On 2015/9/6 12:23, Yang Yingliang wrote:
Hi All,Hi Yingliang,
There is a bug:
When cpu is disabled, all irqs will be migratged to another cpu.
In some cases, a new affinity is different, it needed to be coppied
to irq's affinity. But if the type of irq is LPI, it's affinity will
not be coppied because of irq_set_affinity's return value.
As Marc and Will suggested, I refactor the arm/arm64 migrating interrupts
code and fix the migrating irq bug while cpu is offline.
I'm trying let the core code do the migrating interrupts matter. kernel/irq/migration.c
depends on CONFIG_GENERIC_PENDING_IRQ, so I make it selected by CONFIG_SMP and
CONFIG_HOTPLUG_CPU and rename it to CONFIG_GENERIC_IRQ_MIGRATION for more general.
When CONFIG_GENERIC_IRQ_MIGRATION is enabled, an interrupt whose state_use_accessors
is not set with IRQD_MOVE_PCNTXT won't be migrated immediately in irq_set_affinity_locked().
So introduce irq_settings_set_move_pcntxt() helper to set the state in gic_irq_domain_map().
With the above preparation, move the migrating interrupts code into kernel/irq/migration.c
and fix the bug by using irq_do_set_affinity().

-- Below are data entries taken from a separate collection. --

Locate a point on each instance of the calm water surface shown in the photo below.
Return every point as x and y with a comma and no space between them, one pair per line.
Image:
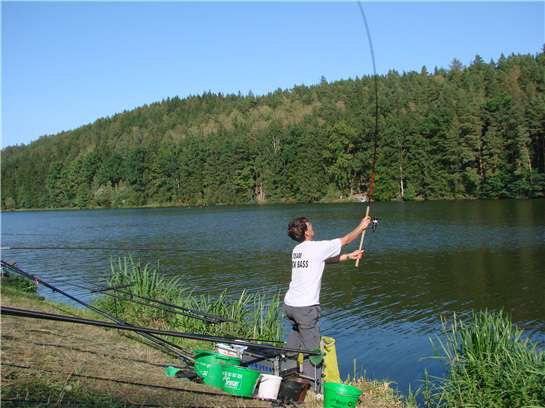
426,260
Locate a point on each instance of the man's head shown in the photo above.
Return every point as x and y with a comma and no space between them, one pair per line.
300,229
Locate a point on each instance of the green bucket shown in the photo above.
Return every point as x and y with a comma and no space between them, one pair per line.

As we are going to move migrate_irqs() to generic kernel
code, and powerpc, metag, xtensa, sh, ia64 mn10300 also defines
migrate_irqs() too. It would be great if we could consolidate
all these.
And as we are going to refine these code, there's another
issue need attention. On x86, we need to allocate a CPU vector
if an irq is directed to a CPU. So there's possibility that
we run out of CPU vectors after CPU hot-removal. So we have a
mechanism to detect whether we will run out of CPU vector
after removing a CPU, and reject CPU hot-removal if that will
happen.
So the key point is, if we a need to allocate some sort
of resource on the target CPUs for an irq, we need two steps
when removing a CPU
1) check whether resources are available after removing the CPU,
and reject CPU removal request if we ran out of resource
2) fix irqs after hot-removing the CPU.
Thanks!
Gerry